Dışişleri Bakanı Hakan Fidan, 8 Aralık tarihinden sonra Suriye’nin yeni yönetimiyle gerçekleştirdiği basın toplantısında dikkat çekici açıklamalarda bulundu. Bu toplantıda, özellikle Suriye’deki Amerikan varlığı ve Trump dönemi hakkında önemli mesajlar verdiklerinin altını çizdi. Fidan’ın verdiği yanıtlar, Suriye’deki durumu ve PKK/YPG’nin geleceğini aydınlatıyor.
Fidan, toplantıya başlarken 8 Aralık sonrasında Suriye‘deki siyasi manzarayı değerlendirdi. Sözlerine göre, 61 yıllık BAAS rejiminin devrilmesi, özellikle PKK/YPG içinde büyük huzursuzlukların yaşanmasına sebep oldu. BAAS rejiminin kaybetmesi, PKK/YPG’nin de kaybettiği bir destek unsuru oldu. Bu tarz bir huzursuzluk, sahada bazı yerlerde mevzi kayıplarıyla da açığa çıktı. Özellikle Fırat’ın batısındaki Tel Rıfat ve Mümbiç’teki durum, Güneydoğu Suriye’deki Deyr-i Zor bölgesindeki kayıplarla birlikte dikkat çekiyor.
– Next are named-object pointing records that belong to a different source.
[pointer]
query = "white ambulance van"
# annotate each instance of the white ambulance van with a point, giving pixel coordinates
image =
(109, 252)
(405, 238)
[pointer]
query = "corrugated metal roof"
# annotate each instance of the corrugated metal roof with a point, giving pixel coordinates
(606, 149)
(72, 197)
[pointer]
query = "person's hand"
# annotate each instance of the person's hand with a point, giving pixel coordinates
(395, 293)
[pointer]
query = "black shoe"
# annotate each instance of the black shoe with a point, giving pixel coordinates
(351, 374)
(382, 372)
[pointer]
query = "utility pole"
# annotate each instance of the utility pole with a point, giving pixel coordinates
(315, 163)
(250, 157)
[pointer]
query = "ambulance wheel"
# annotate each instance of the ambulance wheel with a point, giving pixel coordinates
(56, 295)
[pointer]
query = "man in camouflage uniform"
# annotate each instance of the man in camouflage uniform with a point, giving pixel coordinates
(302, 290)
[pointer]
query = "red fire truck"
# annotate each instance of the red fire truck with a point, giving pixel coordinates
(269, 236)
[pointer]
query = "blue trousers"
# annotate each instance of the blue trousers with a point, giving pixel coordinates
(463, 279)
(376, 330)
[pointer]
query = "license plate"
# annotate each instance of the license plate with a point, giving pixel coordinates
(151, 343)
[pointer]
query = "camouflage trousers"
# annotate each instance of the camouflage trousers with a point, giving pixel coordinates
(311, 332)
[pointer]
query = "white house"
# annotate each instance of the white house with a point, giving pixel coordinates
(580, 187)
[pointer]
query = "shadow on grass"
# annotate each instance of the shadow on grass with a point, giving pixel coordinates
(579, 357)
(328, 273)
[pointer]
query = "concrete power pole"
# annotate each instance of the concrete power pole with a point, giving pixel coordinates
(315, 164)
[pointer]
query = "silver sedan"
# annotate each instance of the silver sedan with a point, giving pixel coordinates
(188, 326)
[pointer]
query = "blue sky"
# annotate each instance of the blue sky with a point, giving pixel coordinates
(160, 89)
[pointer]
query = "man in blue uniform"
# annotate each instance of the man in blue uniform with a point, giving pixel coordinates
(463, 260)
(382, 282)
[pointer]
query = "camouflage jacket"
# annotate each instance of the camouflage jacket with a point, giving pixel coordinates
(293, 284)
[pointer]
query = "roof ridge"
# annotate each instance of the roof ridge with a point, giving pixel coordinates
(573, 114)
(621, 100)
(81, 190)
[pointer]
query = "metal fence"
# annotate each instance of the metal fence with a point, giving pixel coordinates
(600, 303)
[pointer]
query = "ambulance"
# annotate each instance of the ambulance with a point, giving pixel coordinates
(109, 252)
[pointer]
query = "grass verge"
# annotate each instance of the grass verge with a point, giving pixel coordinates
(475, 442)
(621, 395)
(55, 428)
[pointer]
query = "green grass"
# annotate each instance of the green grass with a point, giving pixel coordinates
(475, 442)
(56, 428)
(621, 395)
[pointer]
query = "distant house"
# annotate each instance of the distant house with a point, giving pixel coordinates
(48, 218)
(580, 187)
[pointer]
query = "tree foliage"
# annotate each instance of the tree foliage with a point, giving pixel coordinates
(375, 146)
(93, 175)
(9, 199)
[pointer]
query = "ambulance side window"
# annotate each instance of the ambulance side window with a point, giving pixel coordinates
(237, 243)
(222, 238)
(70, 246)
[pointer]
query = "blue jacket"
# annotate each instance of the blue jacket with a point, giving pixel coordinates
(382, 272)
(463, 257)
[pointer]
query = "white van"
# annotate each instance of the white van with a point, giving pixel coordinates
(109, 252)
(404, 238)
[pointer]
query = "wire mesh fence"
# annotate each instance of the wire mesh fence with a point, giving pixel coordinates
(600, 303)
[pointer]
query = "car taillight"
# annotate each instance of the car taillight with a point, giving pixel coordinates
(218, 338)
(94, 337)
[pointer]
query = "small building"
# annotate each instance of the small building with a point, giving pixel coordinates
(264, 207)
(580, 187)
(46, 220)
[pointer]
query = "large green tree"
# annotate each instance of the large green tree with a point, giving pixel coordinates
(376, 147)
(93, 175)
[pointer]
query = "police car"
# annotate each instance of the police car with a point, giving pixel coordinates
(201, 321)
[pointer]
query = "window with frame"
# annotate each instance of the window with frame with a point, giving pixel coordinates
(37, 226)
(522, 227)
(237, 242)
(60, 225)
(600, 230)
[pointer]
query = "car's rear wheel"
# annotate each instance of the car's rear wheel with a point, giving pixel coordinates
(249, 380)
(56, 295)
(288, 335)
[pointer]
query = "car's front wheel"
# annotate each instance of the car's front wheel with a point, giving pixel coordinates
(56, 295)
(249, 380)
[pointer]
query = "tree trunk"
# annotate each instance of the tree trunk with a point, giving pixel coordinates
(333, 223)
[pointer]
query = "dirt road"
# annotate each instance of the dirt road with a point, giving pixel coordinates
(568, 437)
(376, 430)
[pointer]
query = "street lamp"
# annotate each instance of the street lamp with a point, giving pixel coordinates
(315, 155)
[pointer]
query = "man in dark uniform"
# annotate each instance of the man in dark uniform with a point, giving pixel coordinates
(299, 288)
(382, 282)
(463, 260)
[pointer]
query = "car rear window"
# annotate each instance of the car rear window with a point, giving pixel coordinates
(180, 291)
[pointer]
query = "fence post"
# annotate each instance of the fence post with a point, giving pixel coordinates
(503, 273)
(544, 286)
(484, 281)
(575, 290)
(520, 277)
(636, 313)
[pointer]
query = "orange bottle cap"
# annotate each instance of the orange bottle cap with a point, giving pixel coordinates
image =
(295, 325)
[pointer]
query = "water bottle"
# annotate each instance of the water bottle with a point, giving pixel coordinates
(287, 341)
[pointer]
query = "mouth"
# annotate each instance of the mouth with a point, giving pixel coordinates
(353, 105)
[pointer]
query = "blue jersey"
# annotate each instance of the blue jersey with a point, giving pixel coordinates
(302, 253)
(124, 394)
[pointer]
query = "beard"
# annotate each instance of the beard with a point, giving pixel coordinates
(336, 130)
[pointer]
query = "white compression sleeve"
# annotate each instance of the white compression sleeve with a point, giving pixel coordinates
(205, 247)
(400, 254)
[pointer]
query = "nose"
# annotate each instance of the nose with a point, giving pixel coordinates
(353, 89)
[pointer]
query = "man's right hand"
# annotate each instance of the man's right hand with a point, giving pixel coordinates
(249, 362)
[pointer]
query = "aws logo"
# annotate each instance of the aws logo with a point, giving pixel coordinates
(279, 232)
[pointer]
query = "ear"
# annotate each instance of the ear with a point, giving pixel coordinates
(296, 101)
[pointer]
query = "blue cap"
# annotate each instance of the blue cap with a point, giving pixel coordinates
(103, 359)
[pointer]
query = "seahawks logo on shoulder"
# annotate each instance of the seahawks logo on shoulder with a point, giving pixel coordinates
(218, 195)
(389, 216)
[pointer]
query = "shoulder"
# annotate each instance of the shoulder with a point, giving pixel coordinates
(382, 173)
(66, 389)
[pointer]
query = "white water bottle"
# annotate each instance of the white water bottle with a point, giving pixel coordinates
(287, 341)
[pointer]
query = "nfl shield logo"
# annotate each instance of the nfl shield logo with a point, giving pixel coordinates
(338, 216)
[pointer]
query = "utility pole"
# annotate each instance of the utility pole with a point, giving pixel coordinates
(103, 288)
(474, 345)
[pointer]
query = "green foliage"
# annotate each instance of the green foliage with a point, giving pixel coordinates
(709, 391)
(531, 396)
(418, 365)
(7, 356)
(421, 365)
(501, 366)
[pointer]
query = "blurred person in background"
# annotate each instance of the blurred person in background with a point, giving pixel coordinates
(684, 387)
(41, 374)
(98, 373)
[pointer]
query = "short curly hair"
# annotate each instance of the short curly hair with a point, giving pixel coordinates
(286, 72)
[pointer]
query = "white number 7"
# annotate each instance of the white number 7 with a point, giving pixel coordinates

8 Aralık tarihinden sonra Suriye’nin yeni yönetimi PKK/YPG’ye dair farklı bir tutum sergilemeye başladı. Yönetim, Suriye Kürtlerini ve PKK/YPG’yi birbirinden ayırarak, Kürtlerin haklarına sahip çıkarken YPG’ye de “Sizinle olamayız” diyerek mesafeli bir duruş sergiledi. Yeni yönetim, YPG’nin talep ettiği federal yönetim modelini reddettiğini açıkladı ve merkezi bir sistemle hareket edecekleri mesajını verdi. Tüm bu gelişmeler ışığında, YPG’nin kendini feshetmesi dışında başka bir seçeneği bulunmadığına dair Ankara’nın veridği mesajlar dikkat çekiyor.
Fidan, Cumhurbaşkanı Recep Tayyip Erdoğan’ın Mısır dönüşü yaptığı açıklamaları hatırlatarak, PKK/YPG’nin geleceği hakkında belirsizlikler olduğunu vurguladı. Söz konusu belirsizliklerin, örgütün ABD’nin desteğine bağımlı olmasıyla doğrudan ilişkili olduğu düşünülüyor. Pentagon ve CENTCOM, 8 Aralık sonrası örgüte olan desteklerini sürdüreceklerine dair açıklamalar yaparken, Suriye’deki Amerikan asker sayısının da 900’den 2000’e çıkarıldığı bilgisi ortaya çıktı.
Fidan: “Trump ABD’nin Suriye’de Kalmasına Bir Türlü Anlam Veremedi”
Fidan, bahsi geçen toplantıda, Trump’ın Suriye’deki Amerikan varlığına yaklaşımını da değerlendirdi. Trump’ın Amerika’nın çıkarlarını öncelikli olarak düşündüğünü ifade eden Fidan, bu bağlamda Trump’ın DAEŞ tutukluları sorununa çözüm bulunduğunda Amerika’ya Suriye’de kalmasının bir anlamı olmadığını fark ettiğini belirtti. Fidan, Trump’ın bu durumu net bir şekilde gördüğünü ve bu nedenle birkaç kez sistemine talimatlar verdiğinin altını çizdi.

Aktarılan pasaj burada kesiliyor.